A Jupyter Notebook script to crawl websites from the Majestic Million list and call API endpoints to find Terms of Service and Privacy Policy pages.
- Downloads Majestic Million CSV.
- Processes domains sequentially by rank.
- Calls API endpoints for Terms of Service and Privacy Policy detection.
- Uses checkpointing to resume from interruption.
- Tracks and displays statistics (success/failure counts, percentages, runtime).
- Avoids processing duplicate domains.
The crawler connects to the following API server:
- Server URL:
https://crwlr-server-662250507742.us-east4.run.app - Terms of Service Endpoint:
/api/v1/crawl-tos - Privacy Policy Endpoint:
/api/v1/crawl-pp - API Key Requirement: The server requires an API key for authentication (
X_API_KEYheader). Contact the project administrator to obtain your API key.
-
Create and Activate Virtual Environment:
python3 -m venv venv source venv/bin/activate # On Windows use `venv\Scripts\activate`
-
Install Dependencies:
pip install -r requirements.txt
-
Configure Environment Variables:
Copy the sample.env file to .env and update the endpoints:
cp sample.env .env
Edit the .env file to include:
# API Configuration X_API_KEY=your_api_key_here # Replace with your actual API key from the project admin # Endpoints TOS_ENDPOINT=https://crwlr-server-662250507742.us-east4.run.app/api/v1/crawl-tos PP_ENDPOINT=https://crwlr-server-662250507742.us-east4.run.app/api/v1/crawl-pp # Crawler Configuration TIMEOUT=10 DELAY_BETWEEN_REQUESTS=1Note: The
X_API_KEYis required for authentication with the CRWLR server. Without a valid API key, the requests will be rejected with a 401 Unauthorized error. Please refer to the project documentation or contact the project administrator to obtain a valid API key. -
Run Jupyter Notebook:
jupyter notebook crawler.ipynb
- Open
crawler.ipynbin Jupyter. - Run the cells sequentially.

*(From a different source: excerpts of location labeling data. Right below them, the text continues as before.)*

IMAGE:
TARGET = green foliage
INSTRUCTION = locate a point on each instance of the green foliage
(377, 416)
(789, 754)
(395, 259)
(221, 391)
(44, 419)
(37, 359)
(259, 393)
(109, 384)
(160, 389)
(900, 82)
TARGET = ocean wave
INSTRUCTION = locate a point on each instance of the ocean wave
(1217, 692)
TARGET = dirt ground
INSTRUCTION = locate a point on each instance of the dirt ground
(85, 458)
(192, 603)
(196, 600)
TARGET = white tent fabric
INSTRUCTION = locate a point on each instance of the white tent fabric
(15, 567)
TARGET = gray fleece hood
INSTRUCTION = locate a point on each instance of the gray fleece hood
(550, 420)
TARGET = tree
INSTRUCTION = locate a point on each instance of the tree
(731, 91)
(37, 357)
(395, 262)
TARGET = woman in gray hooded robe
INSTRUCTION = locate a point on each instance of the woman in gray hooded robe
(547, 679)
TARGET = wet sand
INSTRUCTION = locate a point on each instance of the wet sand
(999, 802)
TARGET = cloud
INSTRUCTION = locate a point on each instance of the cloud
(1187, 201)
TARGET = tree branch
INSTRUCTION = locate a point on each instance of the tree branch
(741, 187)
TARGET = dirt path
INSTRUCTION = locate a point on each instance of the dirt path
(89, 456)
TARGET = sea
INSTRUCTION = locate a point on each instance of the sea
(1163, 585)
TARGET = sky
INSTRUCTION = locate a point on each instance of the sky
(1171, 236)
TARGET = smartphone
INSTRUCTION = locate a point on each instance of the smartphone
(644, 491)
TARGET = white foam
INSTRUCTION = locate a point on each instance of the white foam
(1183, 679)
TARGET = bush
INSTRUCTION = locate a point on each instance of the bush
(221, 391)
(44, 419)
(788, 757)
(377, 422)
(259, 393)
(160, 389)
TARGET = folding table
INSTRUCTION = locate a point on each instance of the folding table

- When prompted, choose whether to crawl Terms of Service (1) or Privacy Policy (2).
- The script will download the CSV, process domains, call the API, and save progress.
- Statistics are printed periodically and at the end.
- If interrupted (e.g., Ctrl+C), the script saves its state and can be resumed by running the main execution cell again.